One remedy that can be provided to all the families that were separated is granting them asylum. Professor Kari Hong proposed this remedy in an opinion piece that she wrote for Huffpost. Professor Hong describes how the current president, “aided by his attorney general and secretary of homeland security took these children away, stripping from their parents the very reason they risked so much.” Children who were separated from their families included a five-month-old baby who was held in a detention center several states away from his mother. Professor Hong provides a comprehensive justification as to why the victims of the Child Separation Policy “should be released and reunited. The wrongfully deported returned. And all of them given legal status with the option to stay.”

A second remedy that can be provided to the families is monetary compensation. It would not surprise me to know that mothers and fathers who were separated from their children at the hands of U.S. officials do not ever again want to travel to the United States. As such, the families that reject the asylum offer should receive some kind of monetary compensation for the amount of trauma that they endured. The American Immigration Council is already representing six asylum-seeking mothers and their children who were victims of the Child Separation Policy. Each claimant seeks $3 million from the government for its intentional infliction of emotional distress. The severe trauma that these parents and their children experienced is unimaginable and most likely can never be properly monetized. Congress and the 46th President should obtain expert testimony as well as testimony from the victims of this cruel policy so that an amount of compensation can be determined for every family that was affected by the Child Separation Policy.

It is Time to Rewrite the Rules of Immigration

It is time to rewrite the rules of immigration and overcome the xenophobic and discriminatory roots that plague our immigration laws. Any progressive candidate that wants to become the 46th President of the United States, and is ready to make bold systemic changes, should easily decide to adopt the policies outlined in this article. With a record-high 75% of Americans expressing that immigration is a good thing for the United States, all democratic presidential candidates should be confident that the public supports a bold plan for immigration reform. These policies represent a positive vision of America and embody the values that our country should always defend: inclusivity, diversity, the rule of law, opportunity, justice, human rights, and freedom.

Francesco Arreaga is pursuing a Juris Doctorate at Berkeley Law. He graduated from UCLA with a Bachelor’s degree in Political Science and Chinese, as well as a minor in Global Studies in 2017.

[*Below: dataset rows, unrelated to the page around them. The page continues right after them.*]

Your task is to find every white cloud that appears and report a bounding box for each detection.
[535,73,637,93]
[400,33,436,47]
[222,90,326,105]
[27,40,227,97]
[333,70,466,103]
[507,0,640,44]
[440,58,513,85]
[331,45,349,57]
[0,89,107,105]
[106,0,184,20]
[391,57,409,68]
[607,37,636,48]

  • Dominique Millard says:

    Fantastic article! Thank you for the history and the vision of where we can and should go next in terms of immigration reform.

  • Suzanne Banks says:

    Good luck to you! I’m a retired ESL teacher from Los Angeles and on behalf of the thousands of kids I have taught, I hope you are successful. People who support Trump’s border policy do not view immigrants as human, and I am very offended by this. Godspeed to you!